5. Theory

Note

Only an overview of the theory is included here; details can be found in Ning [1].

The rotor aerodynamic analysis is based on blade element momentum (BEM) theory. Using BEM theory in a gradient-based rotor optimization problem can be challenging because of occasional convergence difficulties of the BEM equations. The standard approach to solving the BEM equations is to arrange the equations as functions of the axial and tangential induction factors and solve the fixed-point problem:

\[(a, a^\prime) = f_{fp}(a, a^\prime)\]

using either fixed-point iteration, Newton’s method, or a related fixed-point algorithm. An alternative approach is to use nonlinear optimization to minimize the sum of the squares of the residuals of the induction factors (or normal and tangential loads). Although these approaches are generally successful, they suffer from instabilities and failure to converge in some regions of the design space. Thus, they require increased complexity and/or heuristics (but may still not converge).

The new BEM methodology transforms the two-variable, fixed-point problem into an equivalent one-dimensional root-finding problem. This is enormously beneficial as methods exist for one-dimensional root-finding problems that are guaranteed to converge as long as an appropriate bracket can be found. The key insight to this reduction is to use the local inflow angle \(\phi\) and the magnitude of the inflow velocity \(W\) as the two unknowns in specifying the inflow conditions, rather than the traditional axial and tangential induction factors (see Figure 1).
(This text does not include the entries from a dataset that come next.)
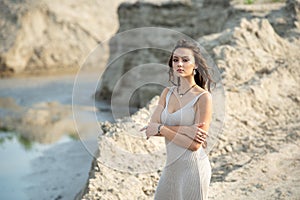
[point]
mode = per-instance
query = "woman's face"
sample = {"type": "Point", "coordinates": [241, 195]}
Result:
{"type": "Point", "coordinates": [183, 62]}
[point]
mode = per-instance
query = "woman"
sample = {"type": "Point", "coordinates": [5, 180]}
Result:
{"type": "Point", "coordinates": [183, 116]}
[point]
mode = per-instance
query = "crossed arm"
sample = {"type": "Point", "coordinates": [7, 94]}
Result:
{"type": "Point", "coordinates": [190, 137]}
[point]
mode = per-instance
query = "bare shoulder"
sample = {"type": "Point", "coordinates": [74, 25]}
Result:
{"type": "Point", "coordinates": [205, 98]}
{"type": "Point", "coordinates": [162, 99]}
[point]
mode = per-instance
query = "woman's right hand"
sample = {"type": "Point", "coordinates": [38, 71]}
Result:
{"type": "Point", "coordinates": [195, 132]}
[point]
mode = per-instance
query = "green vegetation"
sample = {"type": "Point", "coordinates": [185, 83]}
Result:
{"type": "Point", "coordinates": [249, 1]}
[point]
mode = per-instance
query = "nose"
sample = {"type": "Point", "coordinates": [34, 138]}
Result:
{"type": "Point", "coordinates": [179, 64]}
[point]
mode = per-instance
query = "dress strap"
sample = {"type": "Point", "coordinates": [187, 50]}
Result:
{"type": "Point", "coordinates": [197, 97]}
{"type": "Point", "coordinates": [168, 96]}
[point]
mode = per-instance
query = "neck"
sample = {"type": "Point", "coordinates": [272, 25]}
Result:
{"type": "Point", "coordinates": [186, 83]}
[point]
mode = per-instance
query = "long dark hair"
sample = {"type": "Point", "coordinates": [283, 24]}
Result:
{"type": "Point", "coordinates": [202, 76]}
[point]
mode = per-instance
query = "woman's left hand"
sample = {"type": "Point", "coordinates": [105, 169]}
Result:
{"type": "Point", "coordinates": [151, 129]}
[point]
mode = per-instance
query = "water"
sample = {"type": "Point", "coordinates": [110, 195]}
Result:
{"type": "Point", "coordinates": [16, 155]}
{"type": "Point", "coordinates": [59, 170]}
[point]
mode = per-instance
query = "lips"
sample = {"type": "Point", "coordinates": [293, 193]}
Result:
{"type": "Point", "coordinates": [179, 70]}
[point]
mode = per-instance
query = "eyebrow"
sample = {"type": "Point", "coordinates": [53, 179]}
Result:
{"type": "Point", "coordinates": [174, 56]}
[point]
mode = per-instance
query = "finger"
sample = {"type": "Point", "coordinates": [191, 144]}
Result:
{"type": "Point", "coordinates": [144, 128]}
{"type": "Point", "coordinates": [201, 131]}
{"type": "Point", "coordinates": [201, 124]}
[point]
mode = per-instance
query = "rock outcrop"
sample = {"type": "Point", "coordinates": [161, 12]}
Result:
{"type": "Point", "coordinates": [260, 73]}
{"type": "Point", "coordinates": [169, 21]}
{"type": "Point", "coordinates": [172, 21]}
{"type": "Point", "coordinates": [51, 35]}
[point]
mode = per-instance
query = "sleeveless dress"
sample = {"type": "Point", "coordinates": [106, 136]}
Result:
{"type": "Point", "coordinates": [187, 174]}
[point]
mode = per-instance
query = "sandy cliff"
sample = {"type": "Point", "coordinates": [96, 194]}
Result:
{"type": "Point", "coordinates": [256, 156]}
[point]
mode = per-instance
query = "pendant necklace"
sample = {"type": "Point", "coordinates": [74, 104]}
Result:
{"type": "Point", "coordinates": [181, 94]}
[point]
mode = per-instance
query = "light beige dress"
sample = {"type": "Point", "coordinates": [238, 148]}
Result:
{"type": "Point", "coordinates": [187, 174]}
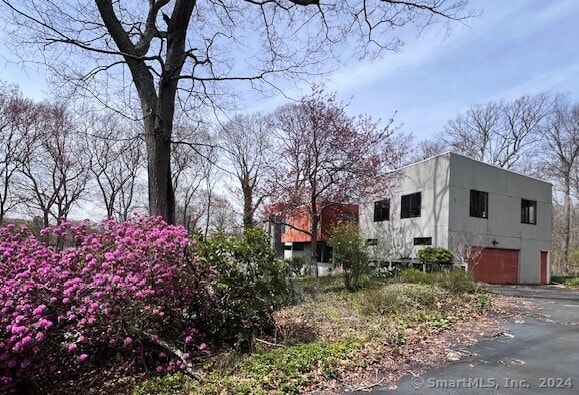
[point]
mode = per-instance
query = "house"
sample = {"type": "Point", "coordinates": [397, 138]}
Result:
{"type": "Point", "coordinates": [295, 238]}
{"type": "Point", "coordinates": [495, 220]}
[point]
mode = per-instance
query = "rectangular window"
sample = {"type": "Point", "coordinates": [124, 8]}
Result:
{"type": "Point", "coordinates": [410, 205]}
{"type": "Point", "coordinates": [528, 212]}
{"type": "Point", "coordinates": [423, 241]}
{"type": "Point", "coordinates": [382, 210]}
{"type": "Point", "coordinates": [479, 204]}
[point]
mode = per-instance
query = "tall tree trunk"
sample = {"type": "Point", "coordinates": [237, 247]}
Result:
{"type": "Point", "coordinates": [161, 194]}
{"type": "Point", "coordinates": [314, 242]}
{"type": "Point", "coordinates": [247, 205]}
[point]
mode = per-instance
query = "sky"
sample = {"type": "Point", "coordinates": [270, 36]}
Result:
{"type": "Point", "coordinates": [513, 48]}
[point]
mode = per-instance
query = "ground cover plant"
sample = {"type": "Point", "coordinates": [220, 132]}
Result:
{"type": "Point", "coordinates": [334, 333]}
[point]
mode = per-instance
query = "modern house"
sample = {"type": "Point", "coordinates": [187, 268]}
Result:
{"type": "Point", "coordinates": [296, 241]}
{"type": "Point", "coordinates": [495, 220]}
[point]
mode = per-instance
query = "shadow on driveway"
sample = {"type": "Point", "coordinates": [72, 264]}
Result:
{"type": "Point", "coordinates": [538, 354]}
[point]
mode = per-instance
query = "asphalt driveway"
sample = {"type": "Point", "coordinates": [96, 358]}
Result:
{"type": "Point", "coordinates": [539, 353]}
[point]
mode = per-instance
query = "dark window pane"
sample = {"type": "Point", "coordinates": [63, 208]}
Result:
{"type": "Point", "coordinates": [382, 210]}
{"type": "Point", "coordinates": [423, 241]}
{"type": "Point", "coordinates": [479, 204]}
{"type": "Point", "coordinates": [528, 212]}
{"type": "Point", "coordinates": [410, 205]}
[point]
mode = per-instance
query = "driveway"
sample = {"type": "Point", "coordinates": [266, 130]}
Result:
{"type": "Point", "coordinates": [538, 353]}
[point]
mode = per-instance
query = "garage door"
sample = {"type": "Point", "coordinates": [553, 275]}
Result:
{"type": "Point", "coordinates": [497, 266]}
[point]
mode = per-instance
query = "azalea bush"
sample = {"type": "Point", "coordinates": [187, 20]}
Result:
{"type": "Point", "coordinates": [132, 289]}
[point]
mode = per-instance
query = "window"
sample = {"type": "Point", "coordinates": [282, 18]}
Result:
{"type": "Point", "coordinates": [528, 212]}
{"type": "Point", "coordinates": [382, 210]}
{"type": "Point", "coordinates": [423, 241]}
{"type": "Point", "coordinates": [345, 216]}
{"type": "Point", "coordinates": [410, 205]}
{"type": "Point", "coordinates": [479, 204]}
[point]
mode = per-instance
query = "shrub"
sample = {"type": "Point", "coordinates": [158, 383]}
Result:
{"type": "Point", "coordinates": [130, 290]}
{"type": "Point", "coordinates": [297, 265]}
{"type": "Point", "coordinates": [350, 253]}
{"type": "Point", "coordinates": [457, 281]}
{"type": "Point", "coordinates": [435, 255]}
{"type": "Point", "coordinates": [249, 285]}
{"type": "Point", "coordinates": [415, 276]}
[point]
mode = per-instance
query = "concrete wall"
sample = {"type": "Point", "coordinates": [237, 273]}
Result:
{"type": "Point", "coordinates": [396, 236]}
{"type": "Point", "coordinates": [503, 227]}
{"type": "Point", "coordinates": [445, 182]}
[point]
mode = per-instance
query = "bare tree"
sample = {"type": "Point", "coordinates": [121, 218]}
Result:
{"type": "Point", "coordinates": [326, 158]}
{"type": "Point", "coordinates": [194, 46]}
{"type": "Point", "coordinates": [428, 148]}
{"type": "Point", "coordinates": [223, 216]}
{"type": "Point", "coordinates": [16, 117]}
{"type": "Point", "coordinates": [116, 161]}
{"type": "Point", "coordinates": [503, 134]}
{"type": "Point", "coordinates": [194, 170]}
{"type": "Point", "coordinates": [561, 153]}
{"type": "Point", "coordinates": [246, 143]}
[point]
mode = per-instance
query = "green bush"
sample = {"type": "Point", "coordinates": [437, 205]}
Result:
{"type": "Point", "coordinates": [437, 255]}
{"type": "Point", "coordinates": [296, 265]}
{"type": "Point", "coordinates": [415, 276]}
{"type": "Point", "coordinates": [249, 286]}
{"type": "Point", "coordinates": [350, 253]}
{"type": "Point", "coordinates": [457, 281]}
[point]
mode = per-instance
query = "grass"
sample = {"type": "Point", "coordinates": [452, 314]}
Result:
{"type": "Point", "coordinates": [333, 332]}
{"type": "Point", "coordinates": [567, 280]}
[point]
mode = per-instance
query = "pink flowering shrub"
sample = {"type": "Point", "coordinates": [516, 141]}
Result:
{"type": "Point", "coordinates": [130, 290]}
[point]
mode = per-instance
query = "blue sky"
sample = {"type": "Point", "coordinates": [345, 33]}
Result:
{"type": "Point", "coordinates": [515, 47]}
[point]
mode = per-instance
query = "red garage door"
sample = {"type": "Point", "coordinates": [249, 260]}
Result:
{"type": "Point", "coordinates": [497, 266]}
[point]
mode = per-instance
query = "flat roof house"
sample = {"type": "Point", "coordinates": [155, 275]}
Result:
{"type": "Point", "coordinates": [296, 243]}
{"type": "Point", "coordinates": [495, 220]}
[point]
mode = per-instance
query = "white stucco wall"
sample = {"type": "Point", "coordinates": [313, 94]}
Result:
{"type": "Point", "coordinates": [395, 236]}
{"type": "Point", "coordinates": [503, 226]}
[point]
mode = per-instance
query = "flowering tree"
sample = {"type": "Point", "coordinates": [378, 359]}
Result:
{"type": "Point", "coordinates": [182, 52]}
{"type": "Point", "coordinates": [326, 158]}
{"type": "Point", "coordinates": [133, 290]}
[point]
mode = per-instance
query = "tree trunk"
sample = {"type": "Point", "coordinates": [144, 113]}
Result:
{"type": "Point", "coordinates": [567, 224]}
{"type": "Point", "coordinates": [314, 242]}
{"type": "Point", "coordinates": [161, 195]}
{"type": "Point", "coordinates": [247, 206]}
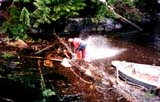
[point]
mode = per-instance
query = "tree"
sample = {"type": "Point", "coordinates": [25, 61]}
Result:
{"type": "Point", "coordinates": [22, 15]}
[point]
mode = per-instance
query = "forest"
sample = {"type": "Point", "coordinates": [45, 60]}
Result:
{"type": "Point", "coordinates": [39, 64]}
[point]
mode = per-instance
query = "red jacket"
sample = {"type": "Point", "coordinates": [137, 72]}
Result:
{"type": "Point", "coordinates": [77, 42]}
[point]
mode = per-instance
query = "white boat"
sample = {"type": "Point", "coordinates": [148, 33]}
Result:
{"type": "Point", "coordinates": [140, 74]}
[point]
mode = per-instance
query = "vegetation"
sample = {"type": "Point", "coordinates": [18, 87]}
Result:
{"type": "Point", "coordinates": [23, 15]}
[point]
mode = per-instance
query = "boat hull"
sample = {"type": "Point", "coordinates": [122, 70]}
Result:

Figure 1: Parameters specifying inflow conditions of a rotating blade section.

This approach allows the BEM equations to be reduced to a one-dimensional residual function as a function of \(\phi\):

\[R(\phi) = \frac{\sin\phi}{1-a(\phi)} - \frac{\cos\phi}{\lambda_r (1+a^\prime(\phi))} = 0\]

Figure 2 shows the typical behavior of \(R(\phi)\) over the range \(\phi \in (0, \pi/2]\). Almost all solutions for wind turbines fall within this range (for the provable convergence properties to be true, solutions outside of this range must also be considered). The referenced paper [1] demonstrates through mathematical proof that the methodology will always find a bracket to a zero of \(R(\phi)\) without any singularities in the interior. This proof, along with existing proofs for root-finding methods like Brent’s method [2], implies that a solution is guaranteed. Furthermore, not only is the solution guaranteed, but it can be found efficiently and in a continuous manner. This behavior allows the use of gradient-based algorithms to solve rotor optimization problems much more effectively than with traditional BEM solution approaches.

Figure 2: Residual function of BEM equations using new methodology. Solution point is where \(R(\phi) = 0\).

Any corrections to the BEM method can be used with this methodology (e.g., finite number of blades and skewed wake) as long as the axial induction factor can be expressed as a function of \(\phi\) (either explicitly or through a numerical solution). CCBlade chooses to include both hub and tip losses using Prandtl’s method [3] and a high-induction factor correction by Buhl [4]. Drag is included in the computation of the induction factors. However, all of these options can be toggled on or off.

Gradients are computed using a direct/adjoint (identical for one state variable) method. Let us define a functional (e.g., distributed load at one section), as:

\[f = N^\prime(x_i, \phi)\]

Using the chain rule the total derivatives are given as

\[\frac{df}{dx_i} = \frac{\partial f}{\partial x_i} - \frac{\partial f}{\partial \phi} \frac{\partial R}{\partial x_i} / \frac{\partial R}{\partial \phi}\]

Bibliography

[1]	(1, 2) S. Andrew Ning. A simple solution method for the blade element momentum equations with guaranteed convergence. Wind Energy, June 2013. doi:10.1002/we.1636. URL: http://dx.doi.org/10.1002/we.1636, doi:10.1002/we.1636.

[2]	Richard P. Brent. An algorithm with guaranteed convergence for finding a zero of a function. The Computer Journal, 14(4):422–425, 1971. doi:10.1093/comjnl/14.4.422.

[3]	H. Glauert. Airplane Propellers. Volume 4. Springer Verlag, 1935.

[4]	M. L. Buhl. A new empirical relationship between thrust coefficient and induction factor for the turbulent windmill state. NREL/TP-500-36834, National Renewable Energy Laboratory, Golden, CO, August 2005.